BMS current algebra in the context of the Newman-Penrose formalism

TL;DR

The paper delivers a self-contained derivation of the BMS current algebra in the Newman-Penrose formalism by formulating gravity as a first-order Cartan-type theory with NP-compatible variables. It constructs on-shell closed codimension-2 forms from reducibility parameters and analyzes the breaking caused by residual gauge transformations through the presymplectic flux, yielding explicit NP expressions for the BMS currents and their cocycle structure. By applying this framework to asymptotically flat four-dimensional gravity, the authors extend the Bondi mass loss picture to the full BMS algebra, including time-dependent conformal factors and a detailed action on the NU solution space.
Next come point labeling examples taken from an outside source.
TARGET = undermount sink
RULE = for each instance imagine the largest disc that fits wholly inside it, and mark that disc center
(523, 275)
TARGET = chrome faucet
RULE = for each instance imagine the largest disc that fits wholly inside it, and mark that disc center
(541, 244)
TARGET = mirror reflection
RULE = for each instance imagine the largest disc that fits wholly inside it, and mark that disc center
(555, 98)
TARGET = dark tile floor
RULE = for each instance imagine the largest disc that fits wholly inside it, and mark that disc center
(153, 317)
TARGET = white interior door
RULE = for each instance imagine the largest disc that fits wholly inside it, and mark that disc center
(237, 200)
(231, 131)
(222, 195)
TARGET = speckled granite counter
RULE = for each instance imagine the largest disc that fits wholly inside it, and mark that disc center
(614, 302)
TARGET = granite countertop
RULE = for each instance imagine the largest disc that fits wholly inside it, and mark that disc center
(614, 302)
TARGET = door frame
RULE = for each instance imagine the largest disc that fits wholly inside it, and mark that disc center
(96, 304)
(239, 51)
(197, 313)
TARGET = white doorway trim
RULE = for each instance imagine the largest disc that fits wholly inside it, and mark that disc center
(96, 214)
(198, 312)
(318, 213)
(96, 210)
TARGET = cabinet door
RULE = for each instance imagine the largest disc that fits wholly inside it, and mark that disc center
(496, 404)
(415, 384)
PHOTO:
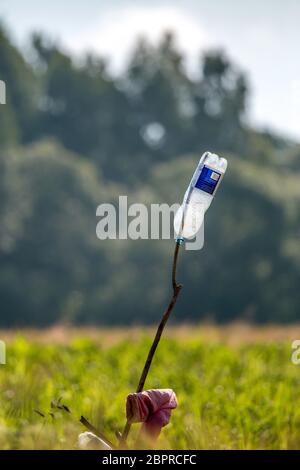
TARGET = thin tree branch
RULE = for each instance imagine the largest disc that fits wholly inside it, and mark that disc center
(176, 290)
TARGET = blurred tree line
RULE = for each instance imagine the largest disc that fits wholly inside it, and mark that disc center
(73, 136)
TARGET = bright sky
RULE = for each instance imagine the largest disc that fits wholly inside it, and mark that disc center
(261, 36)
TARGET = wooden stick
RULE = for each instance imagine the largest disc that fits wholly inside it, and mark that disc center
(176, 290)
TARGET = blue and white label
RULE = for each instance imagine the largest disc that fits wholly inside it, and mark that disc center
(208, 180)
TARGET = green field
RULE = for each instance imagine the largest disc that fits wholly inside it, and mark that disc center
(236, 387)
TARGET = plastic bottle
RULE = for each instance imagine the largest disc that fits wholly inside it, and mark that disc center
(198, 196)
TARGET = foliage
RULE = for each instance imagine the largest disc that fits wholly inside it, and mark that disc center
(230, 397)
(72, 136)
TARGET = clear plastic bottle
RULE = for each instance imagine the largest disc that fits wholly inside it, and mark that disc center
(198, 196)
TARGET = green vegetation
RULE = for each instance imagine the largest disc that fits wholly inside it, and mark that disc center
(72, 136)
(231, 396)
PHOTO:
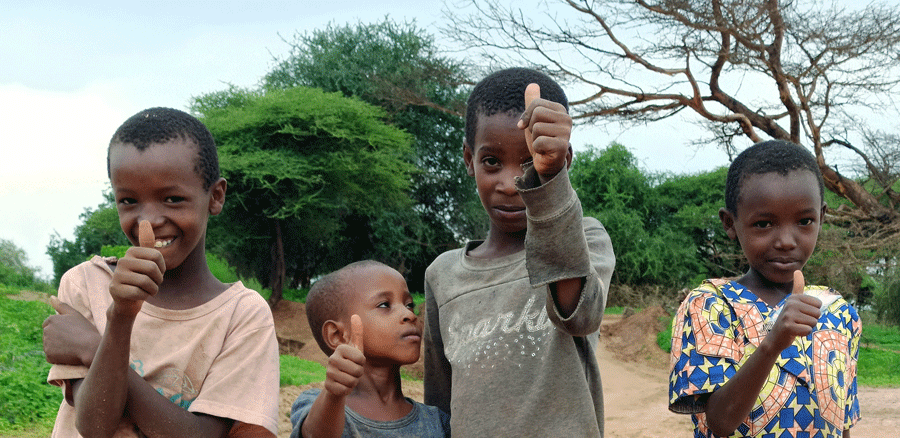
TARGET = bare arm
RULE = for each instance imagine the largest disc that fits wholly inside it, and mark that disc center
(326, 417)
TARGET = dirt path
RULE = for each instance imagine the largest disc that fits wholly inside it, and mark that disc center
(635, 380)
(634, 372)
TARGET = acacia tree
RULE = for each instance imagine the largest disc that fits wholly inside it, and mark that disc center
(398, 67)
(301, 166)
(796, 70)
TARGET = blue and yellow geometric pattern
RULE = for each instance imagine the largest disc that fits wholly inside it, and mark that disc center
(811, 390)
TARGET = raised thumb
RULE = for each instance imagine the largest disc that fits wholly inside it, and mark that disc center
(799, 283)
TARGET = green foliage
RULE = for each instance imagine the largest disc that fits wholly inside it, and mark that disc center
(15, 271)
(397, 67)
(877, 367)
(664, 229)
(26, 401)
(305, 170)
(887, 299)
(886, 337)
(99, 227)
(664, 338)
(297, 372)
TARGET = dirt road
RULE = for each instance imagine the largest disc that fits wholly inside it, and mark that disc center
(635, 380)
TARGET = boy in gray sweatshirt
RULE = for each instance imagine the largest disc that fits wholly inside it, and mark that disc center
(512, 321)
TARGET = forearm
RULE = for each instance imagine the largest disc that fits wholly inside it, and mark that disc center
(326, 417)
(100, 399)
(730, 405)
(566, 295)
(157, 416)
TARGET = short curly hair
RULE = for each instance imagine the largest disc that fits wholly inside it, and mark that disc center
(161, 125)
(769, 156)
(326, 298)
(504, 92)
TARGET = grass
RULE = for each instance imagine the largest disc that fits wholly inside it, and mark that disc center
(27, 402)
(297, 372)
(28, 405)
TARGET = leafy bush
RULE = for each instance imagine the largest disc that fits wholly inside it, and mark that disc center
(877, 367)
(26, 401)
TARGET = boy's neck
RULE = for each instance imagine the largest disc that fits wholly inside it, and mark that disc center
(378, 395)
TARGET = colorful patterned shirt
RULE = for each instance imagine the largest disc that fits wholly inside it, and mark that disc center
(811, 390)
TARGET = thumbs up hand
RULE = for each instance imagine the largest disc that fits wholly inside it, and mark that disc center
(345, 365)
(138, 275)
(69, 338)
(547, 127)
(798, 316)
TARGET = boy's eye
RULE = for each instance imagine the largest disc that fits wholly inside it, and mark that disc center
(490, 161)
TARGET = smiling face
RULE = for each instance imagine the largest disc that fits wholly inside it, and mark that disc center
(777, 224)
(392, 332)
(495, 160)
(159, 184)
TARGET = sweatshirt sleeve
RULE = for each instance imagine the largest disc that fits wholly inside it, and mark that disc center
(437, 367)
(560, 244)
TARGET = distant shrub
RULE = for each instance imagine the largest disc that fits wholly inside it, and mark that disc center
(887, 299)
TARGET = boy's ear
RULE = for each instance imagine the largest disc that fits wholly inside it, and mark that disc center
(333, 333)
(727, 222)
(217, 196)
(467, 157)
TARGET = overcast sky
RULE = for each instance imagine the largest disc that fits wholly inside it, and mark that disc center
(71, 74)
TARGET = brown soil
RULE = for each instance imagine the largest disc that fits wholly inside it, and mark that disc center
(633, 368)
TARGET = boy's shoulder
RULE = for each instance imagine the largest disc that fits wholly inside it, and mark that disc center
(95, 269)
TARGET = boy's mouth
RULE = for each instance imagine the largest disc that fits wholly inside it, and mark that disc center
(163, 243)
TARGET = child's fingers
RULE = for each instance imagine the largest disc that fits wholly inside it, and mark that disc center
(532, 91)
(356, 332)
(146, 239)
(799, 283)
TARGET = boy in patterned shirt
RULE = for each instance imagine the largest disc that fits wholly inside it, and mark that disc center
(765, 355)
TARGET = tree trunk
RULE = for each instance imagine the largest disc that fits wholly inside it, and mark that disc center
(279, 270)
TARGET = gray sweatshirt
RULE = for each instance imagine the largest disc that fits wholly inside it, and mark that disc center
(498, 355)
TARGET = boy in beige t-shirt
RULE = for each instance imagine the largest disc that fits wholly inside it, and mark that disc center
(153, 344)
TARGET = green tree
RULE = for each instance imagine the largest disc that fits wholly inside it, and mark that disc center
(665, 229)
(398, 67)
(305, 169)
(99, 227)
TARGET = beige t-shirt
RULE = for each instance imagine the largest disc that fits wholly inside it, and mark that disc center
(220, 358)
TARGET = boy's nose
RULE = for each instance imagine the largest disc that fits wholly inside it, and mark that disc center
(785, 240)
(410, 315)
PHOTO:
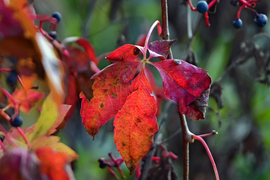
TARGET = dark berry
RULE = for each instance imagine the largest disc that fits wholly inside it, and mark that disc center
(12, 78)
(237, 23)
(102, 163)
(16, 122)
(57, 16)
(2, 138)
(261, 20)
(234, 2)
(202, 6)
(53, 34)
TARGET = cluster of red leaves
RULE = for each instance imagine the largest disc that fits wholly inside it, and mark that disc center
(116, 92)
(34, 153)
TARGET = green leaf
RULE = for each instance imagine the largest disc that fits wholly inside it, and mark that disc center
(47, 118)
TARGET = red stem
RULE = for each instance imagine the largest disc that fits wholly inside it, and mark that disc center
(245, 3)
(23, 136)
(3, 146)
(10, 96)
(239, 11)
(138, 171)
(209, 154)
(112, 172)
(156, 23)
(191, 6)
(8, 137)
(5, 70)
(206, 18)
(20, 81)
(211, 3)
(209, 134)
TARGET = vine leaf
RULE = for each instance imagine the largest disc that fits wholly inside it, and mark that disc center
(19, 163)
(184, 83)
(28, 98)
(110, 90)
(52, 163)
(135, 124)
(47, 118)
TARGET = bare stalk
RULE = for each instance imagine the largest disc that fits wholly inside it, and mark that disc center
(187, 135)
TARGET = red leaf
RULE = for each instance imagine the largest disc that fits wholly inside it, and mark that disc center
(27, 98)
(126, 52)
(111, 88)
(135, 124)
(52, 163)
(183, 83)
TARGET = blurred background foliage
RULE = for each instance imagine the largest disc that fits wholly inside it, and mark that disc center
(237, 61)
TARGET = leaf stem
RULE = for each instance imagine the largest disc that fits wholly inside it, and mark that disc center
(209, 154)
(20, 81)
(187, 138)
(23, 136)
(3, 146)
(156, 23)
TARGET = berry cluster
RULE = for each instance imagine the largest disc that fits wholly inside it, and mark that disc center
(203, 7)
(260, 19)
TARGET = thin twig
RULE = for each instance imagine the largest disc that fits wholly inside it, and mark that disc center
(165, 24)
(187, 138)
(187, 135)
(86, 25)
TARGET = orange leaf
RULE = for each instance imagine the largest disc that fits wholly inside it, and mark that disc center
(27, 98)
(111, 88)
(136, 123)
(52, 163)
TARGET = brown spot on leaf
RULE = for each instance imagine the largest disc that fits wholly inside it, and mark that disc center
(136, 51)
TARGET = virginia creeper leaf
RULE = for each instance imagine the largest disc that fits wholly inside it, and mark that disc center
(52, 163)
(127, 52)
(47, 118)
(19, 164)
(28, 98)
(135, 124)
(62, 113)
(183, 83)
(111, 88)
(29, 131)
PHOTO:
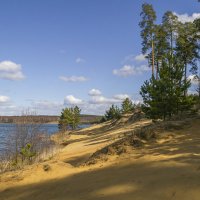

The work solidifies the link between covariant phase space methods and NP gravity, providing a robust platform to explore current algebras in more general gravitational theories and asymptotic settings.

Abstract

Starting from an action principle adapted to the Newman-Penrose formalism, we provide a self-contained derivation of BMS current algebra, which includes the generalization of the Bondi mass loss formula to all BMS generators. In the spirit of the Newman-Penrose approach, infinitesimal diffeomorphisms are expressed in terms of four scalars rather than a vector field. In this framework, the on-shell closed co-dimension two forms of the linearized theory associated with Killing vectors of the background are constructed from a standard algorithm. The explicit expression for the breaking that occurs when using residual gauge transformations instead of exact Killing vectors is worked out and related to the presymplectic flux.